Christmas is supposed to be a time of family get-togethers, plenty of celebrations, and with the focus firmly on the children. However, if you’re going through a divorce or separation, then it can be a difficult time filled with worry, especially if, for the kids, it’s the first Christmas that ‘mummy and daddy’ are not together. At such a pivotal time of the year, it’s important to make sure that differences are put to one side, and that both parties come together to make the atmosphere peaceful and tranquil, so that the children can escape from the worry of mum and dad’s separation for at least a few days.
The easiest way to do this is to make contact arrangements as early as possible and, more importantly, to stick to them.
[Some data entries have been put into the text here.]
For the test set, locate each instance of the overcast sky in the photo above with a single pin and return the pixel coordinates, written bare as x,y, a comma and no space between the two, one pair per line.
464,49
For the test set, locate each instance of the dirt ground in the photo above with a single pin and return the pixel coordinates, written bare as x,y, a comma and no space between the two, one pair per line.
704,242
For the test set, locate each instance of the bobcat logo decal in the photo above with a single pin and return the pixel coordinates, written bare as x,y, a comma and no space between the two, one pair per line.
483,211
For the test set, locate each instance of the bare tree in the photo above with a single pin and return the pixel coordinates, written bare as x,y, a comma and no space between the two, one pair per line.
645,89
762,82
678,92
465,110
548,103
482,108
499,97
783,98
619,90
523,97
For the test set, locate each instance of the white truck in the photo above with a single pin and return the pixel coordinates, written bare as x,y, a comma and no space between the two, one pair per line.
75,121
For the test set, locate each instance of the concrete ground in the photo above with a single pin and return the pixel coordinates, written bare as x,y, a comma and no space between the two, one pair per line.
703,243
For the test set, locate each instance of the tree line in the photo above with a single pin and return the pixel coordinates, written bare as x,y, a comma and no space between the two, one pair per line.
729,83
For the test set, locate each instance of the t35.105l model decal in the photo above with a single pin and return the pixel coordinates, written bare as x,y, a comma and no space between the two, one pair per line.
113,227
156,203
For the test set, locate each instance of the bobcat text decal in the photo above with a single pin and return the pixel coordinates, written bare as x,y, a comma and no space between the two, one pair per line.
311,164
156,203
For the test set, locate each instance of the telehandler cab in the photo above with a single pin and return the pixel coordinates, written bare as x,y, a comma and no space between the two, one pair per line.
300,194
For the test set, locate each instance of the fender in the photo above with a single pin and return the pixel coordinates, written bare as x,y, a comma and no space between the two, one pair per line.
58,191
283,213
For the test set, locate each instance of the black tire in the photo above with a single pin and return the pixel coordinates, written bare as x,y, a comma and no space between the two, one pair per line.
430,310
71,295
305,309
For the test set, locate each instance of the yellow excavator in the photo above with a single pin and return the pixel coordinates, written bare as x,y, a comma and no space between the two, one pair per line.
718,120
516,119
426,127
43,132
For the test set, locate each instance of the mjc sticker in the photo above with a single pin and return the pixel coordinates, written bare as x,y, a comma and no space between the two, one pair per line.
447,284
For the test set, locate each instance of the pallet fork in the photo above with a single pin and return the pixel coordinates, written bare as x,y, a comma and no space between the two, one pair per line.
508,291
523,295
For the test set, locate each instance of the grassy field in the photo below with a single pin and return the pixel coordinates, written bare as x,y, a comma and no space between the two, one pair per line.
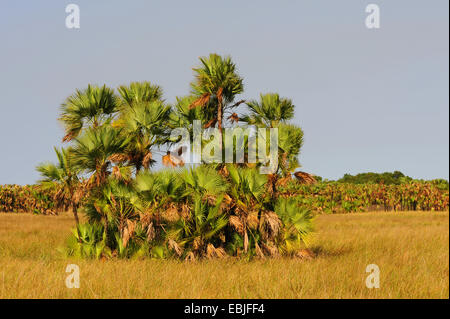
410,248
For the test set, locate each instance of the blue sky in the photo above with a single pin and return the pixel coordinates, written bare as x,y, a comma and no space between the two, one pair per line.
367,100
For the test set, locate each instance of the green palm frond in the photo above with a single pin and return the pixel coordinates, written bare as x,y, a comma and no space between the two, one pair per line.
269,111
92,106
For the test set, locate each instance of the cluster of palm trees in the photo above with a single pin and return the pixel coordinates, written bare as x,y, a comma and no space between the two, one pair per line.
208,210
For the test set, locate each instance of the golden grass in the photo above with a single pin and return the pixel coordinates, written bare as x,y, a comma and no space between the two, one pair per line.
411,249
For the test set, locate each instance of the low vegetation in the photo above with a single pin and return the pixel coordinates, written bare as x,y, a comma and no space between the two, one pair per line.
410,248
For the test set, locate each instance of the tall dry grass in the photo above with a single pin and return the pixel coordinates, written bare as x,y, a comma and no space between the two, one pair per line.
411,249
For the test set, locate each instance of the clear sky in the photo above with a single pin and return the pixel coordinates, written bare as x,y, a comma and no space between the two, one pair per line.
367,99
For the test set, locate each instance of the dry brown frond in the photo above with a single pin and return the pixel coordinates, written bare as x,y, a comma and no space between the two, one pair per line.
175,247
270,225
258,251
190,257
236,223
305,178
219,93
68,137
234,118
151,232
171,160
305,254
252,220
185,211
171,214
118,158
197,243
117,173
213,252
283,181
224,171
211,123
245,242
147,160
270,250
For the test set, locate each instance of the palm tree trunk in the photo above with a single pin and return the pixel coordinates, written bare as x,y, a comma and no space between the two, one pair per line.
219,121
77,220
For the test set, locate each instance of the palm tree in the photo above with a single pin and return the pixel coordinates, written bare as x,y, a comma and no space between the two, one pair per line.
94,149
92,106
65,174
145,126
270,111
216,85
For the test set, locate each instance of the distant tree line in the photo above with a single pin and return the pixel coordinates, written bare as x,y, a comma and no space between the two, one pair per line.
386,178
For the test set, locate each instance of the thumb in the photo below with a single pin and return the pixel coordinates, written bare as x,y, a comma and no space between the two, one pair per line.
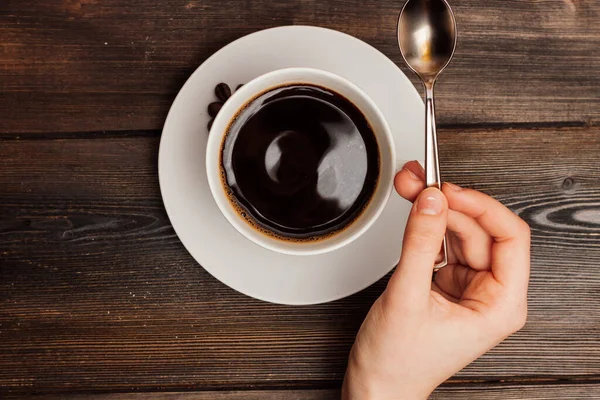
423,238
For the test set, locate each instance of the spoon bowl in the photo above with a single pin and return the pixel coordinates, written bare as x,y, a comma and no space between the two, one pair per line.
427,40
427,36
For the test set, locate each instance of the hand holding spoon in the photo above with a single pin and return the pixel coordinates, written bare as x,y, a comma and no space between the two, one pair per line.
427,39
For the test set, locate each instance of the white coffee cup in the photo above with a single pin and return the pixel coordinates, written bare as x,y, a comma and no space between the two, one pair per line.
350,91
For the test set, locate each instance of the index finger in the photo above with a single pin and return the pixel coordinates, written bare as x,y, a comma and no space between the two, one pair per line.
510,252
One of the most important things for a child at Christmas is stability, so demonstrating that, while the parents may no longer have a relationship, the child is still at the centre of the family by avoiding chopping and changing plans at the last minute is crucial.
What are the issues around Christmas contact arrangements?
The most common questions family law specialists get at this time of the year revolve around which parent the child should spend the festive season with, and what to do if parents cannot agree on contact arrangements. Here are a few tips to make sure this Christmas is one that’s remembered for all the right reasons.
Get started early
Don’t leave it until the week before Christmas to try and make contact arrangements. Not only is there a greater chance of conflict between separated parents, but it can be deeply unsettling for the children too.
By sitting down and making the arrangements early, it will give everyone a degree of certainty about what is happening, and make sure that everyone is treated fairly, especially the kids. You may have to factor in a certain amount of flexibility into the schedule, as plans can and do change. But the earlier you get the dialogue going, the easier and less stressful it will be if something unexpected comes up closer to the time.
Even if you and your ex-partner are barely on speaking terms, the children certainly shouldn’t be made to suffer as a result, so keep the dialogue going. If you simply cannot talk to each other then get someone to act as an intermediary such as a grandparent or family friend, making sure it’s someone you both can trust. While it may be difficult, it’s important to try and keep things as civil as possible, and leave your emotions to one side. There needs to be a willingness to compromise, always remembering that the discussion should be focused on the children and their needs.
Listen to the kids
If the children are a little older then bear in mind that they probably have an opinion of their own, too. Make them part of the conversation and listen to their viewpoint. It’s also important to be honest with them too, explaining that Christmas may not be the same as ‘normal’, and that there may be some compromises when it comes to where they’re spending the holidays.
Sharing the experience
The most important days of the festive season are of course, Christmas Eve, Christmas Day and Boxing Day. This is where the most amount of compromise has to be reached, and the Court may alternate these days between parents each year, so both parents get to share that special Christmas morning experience with their children. Alternatively, if you live close together then you may be able to do a ‘handover’ after Christmas lunch. You may find the kids like this idea as they effectively get ‘two Christmas celebrations’ for the price of one!